綾瀬はるか主演の大河ファンタジー『精霊の守り人Ⅱ 悲しき破壊神』(NHK土曜夜9時)がいよいよ3月25日に最終回を迎える。上橋菜穂子の描く異世界ファンタジー小説を実写化した意欲的なドラマで、イマジネーション豊かな美術、衣裳、小道具やアクション、CGなどビジュアルにまず目がいくが、音にも凝っていて、ふだん耳にしたことがないような独特の音が鳴っている。
それはほぼ人の声でできていた。というと、宮﨑駿監督作『風立ちぬ』のSE(人の声を使って音を作っていた)を思い出す人もいると思うが、『精霊の守り人Ⅱ』ではほぼ一人の人物が異界に漂う多様な音を担当していたと知ってびっくり。
声の主はナレーションも担当している山崎阿弥。
ちょっと不安定な感じもするその音程が、妙に気になる。彼女は俳優でも声優でもなく、声を使ったアート活動を行っている人だった。この声の表現の凄さに爆笑問題の太田光が驚いたとラジオ番組で語るほど、にわかに注目を集めている山崎さんに『精霊の守り人Ⅱ』の音に関する秘密を聞いてみた。
耳をすませてほしい。この世界は目に見えるものだけが生きているのではないから
──『精霊の守り人Ⅱ』に参加したきっかけを教えてください。
2年くらい前に、『精霊の守り人Ⅱ 悲しき破壊神』のキービジュアルを創っている制作会社〈ドローイングアンドマニュアル〉のトップの菱川勢一さんが、私の歌っているところをたまたま見て下さって、その時携わっていたプロジェクトの音に採用してくれました。その作品(全編声だけで作られたプロジェクションマッピング)の上映を金沢まで観に行ったとき、『精霊の守り人Ⅱ』のメイン演出家である加藤拓さん((『八重の桜』なども担当)にお会いしました。昨年の夏、加藤さんから連絡が来て『精霊の守り人Ⅱ』の文化芸能考証の友吉鶴心さんが作った劇中歌の歌い手を探していると相談されたんです。当初は、どちらかというと歌の方がメインで、ナレーションの話はあとから頂きました。
──初めて録音したときの様子を教えてください。
まず友吉さんの作った歌を、シンプルに歌ったり、悲しみと苦しさが入り混じるような歌い方をしたり、幼い子供がお母さんを求めるかのような歌い方をしたり、呼吸音だけで風のように歌ったり、様々な形を試しました。

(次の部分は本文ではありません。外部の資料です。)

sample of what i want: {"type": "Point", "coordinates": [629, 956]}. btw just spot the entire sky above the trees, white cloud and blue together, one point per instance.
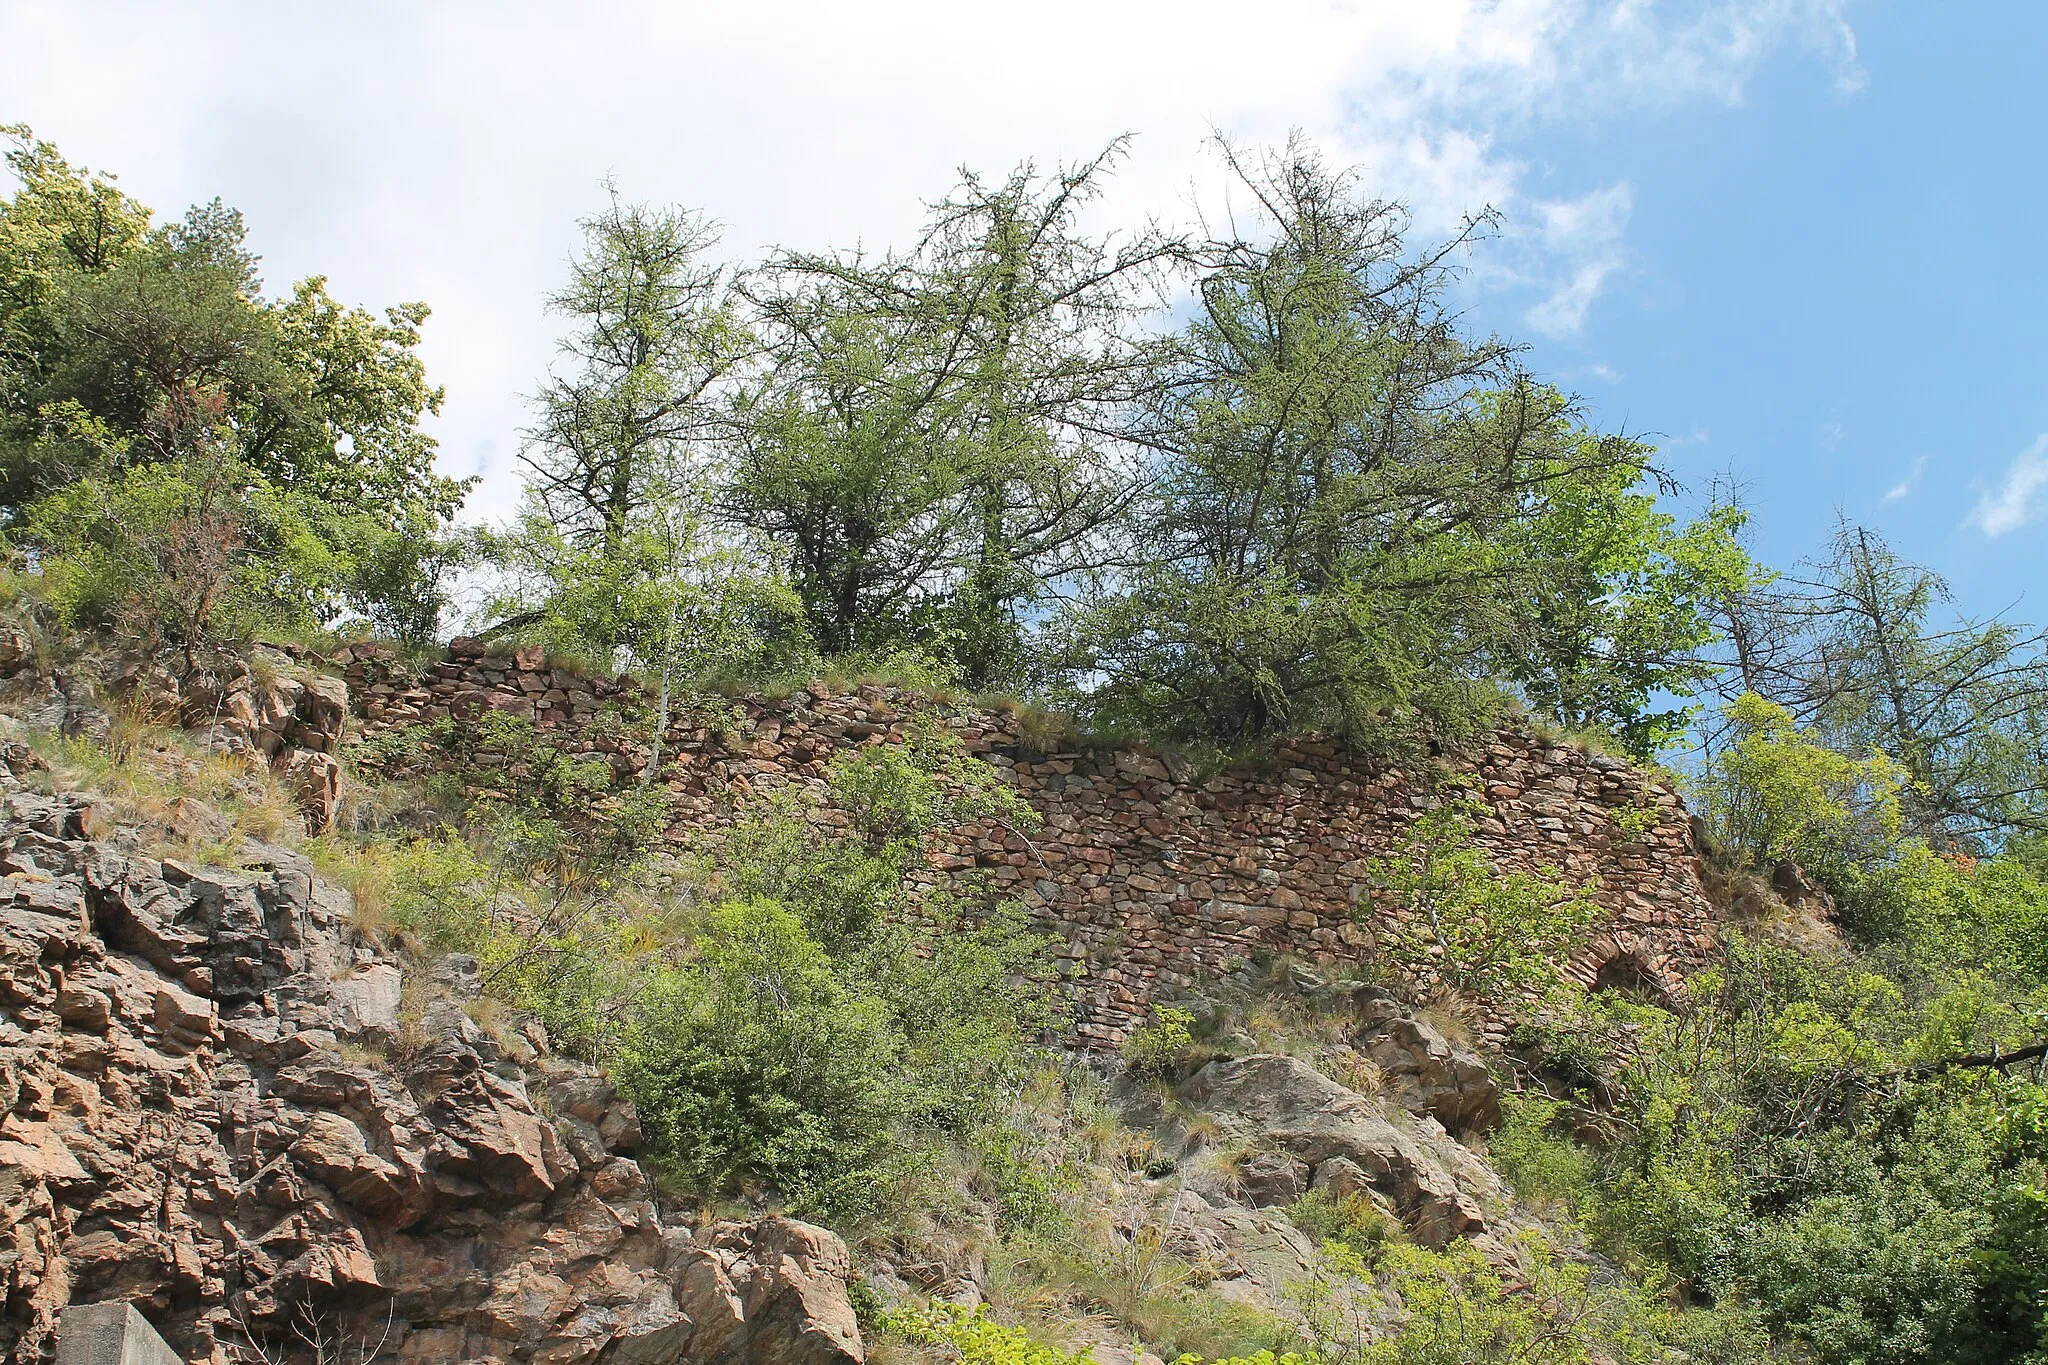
{"type": "Point", "coordinates": [1797, 238]}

演出面のリクエストと私からの提案で、イメージを出し合って進めていきました。歌を一通り試した後にナレーション録音に移ったのですが、録音の聞き返しの際、音響さんが「他の声をナレーションの下に敷くと面白いのではないか」と提案してくれました。歌の録音の際に録っておいた音色(声)のバリエーションを、即座に編集して多重的に構成し、そこにナレーションを乗せてみてくれたんです。すると、ナレーションの声が蠢いているものたちと一緒にささやいているように聞こえて「おお!」っと喜んでもらえました。

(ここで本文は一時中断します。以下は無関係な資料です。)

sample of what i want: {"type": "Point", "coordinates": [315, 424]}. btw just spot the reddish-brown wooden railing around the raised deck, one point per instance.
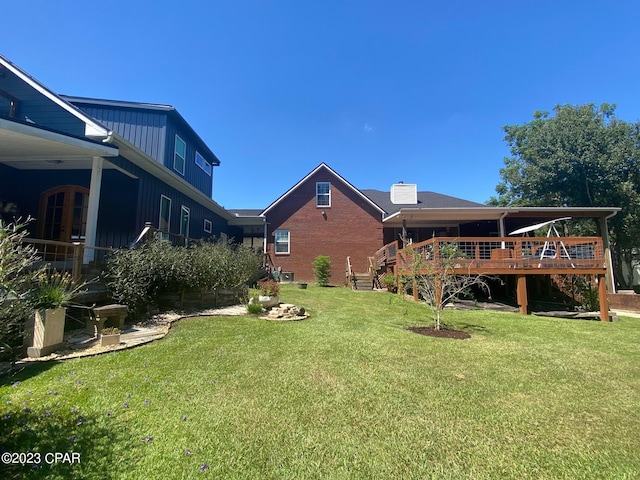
{"type": "Point", "coordinates": [506, 254]}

加藤さんが当初から「『ファンタジー』を『まだ誰も見たことも聞いたこともないもの』と定義してみよう」とおっしゃっていたのですが、この録音に立ち会っていたスタッフの方々が、加藤さんのその言葉を理解できたと言ってくださいました。その後さらにアスラ(鈴木梨央)の中に宿る神の力が発動するときの声も音響さんから追加依頼されて嬉しかったです。でも、その音も「誰も聞いたことがない」ので最初はどう発声すればよいか全く分かりませんでした。最終的にたどり着いた声は、雑巾みたいに骨と筋肉をしぼって発声しなければならないので心身共に壊れそうになりました(笑)

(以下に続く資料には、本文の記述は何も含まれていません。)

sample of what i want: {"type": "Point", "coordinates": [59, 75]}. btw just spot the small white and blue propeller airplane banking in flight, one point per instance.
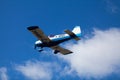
{"type": "Point", "coordinates": [53, 41]}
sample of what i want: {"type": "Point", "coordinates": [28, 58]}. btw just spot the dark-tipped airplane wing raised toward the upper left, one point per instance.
{"type": "Point", "coordinates": [38, 33]}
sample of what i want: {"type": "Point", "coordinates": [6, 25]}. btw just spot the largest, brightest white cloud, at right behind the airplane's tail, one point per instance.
{"type": "Point", "coordinates": [97, 56]}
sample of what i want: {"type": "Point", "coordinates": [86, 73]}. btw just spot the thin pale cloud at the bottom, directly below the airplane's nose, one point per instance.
{"type": "Point", "coordinates": [35, 70]}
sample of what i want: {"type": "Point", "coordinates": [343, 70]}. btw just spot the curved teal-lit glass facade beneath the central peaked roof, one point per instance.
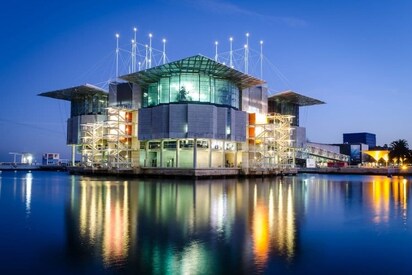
{"type": "Point", "coordinates": [191, 87]}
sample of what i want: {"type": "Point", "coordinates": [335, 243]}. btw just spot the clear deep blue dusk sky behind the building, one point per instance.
{"type": "Point", "coordinates": [354, 55]}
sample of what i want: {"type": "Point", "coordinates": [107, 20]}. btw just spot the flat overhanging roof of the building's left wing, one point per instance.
{"type": "Point", "coordinates": [77, 92]}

──第1話、最初のナレーションの発声に驚きました。独特で、たいてい最初の音を強く言うものかと思っていましたが、頭の音をふわっとしていて。
「この世界は」と、これから始まる時間や空間の、響きのようなものを伝えたかったからだと思います。その響きが意味として伝わるよりも、おぼろげながらもそこに確実に存在していることを感じてほしくて、声に身体性を持たせようと思いました。言葉から連想される動きやポーズをつけて発声したんです。マイクの前で、踊るように、手話で伝えるように発声しました。主人公の名前「バルサ」も一文字一文字に人格を持たせて発声しています。「バ」「ル」「サ」という独立した3つの人格が集まって一人の人間を形成しているようなイメージで。
聞き取りにくいという意見もあるようですが、そっと耳をすませてもらえたらな、と思います。すると、“この世界は目に見えるものだけが生きているのではない”という『精霊の守り人』の重要な世界観のひとつが聞こえてくると思うんです。先日ツイッターで、私の声は聞き取りにくいんだけど、テレビの音量を上げるのは違う気がする、と、普通の音量のまま集中して聴いてくださっている方の書き込みを目にして嬉しくなりました。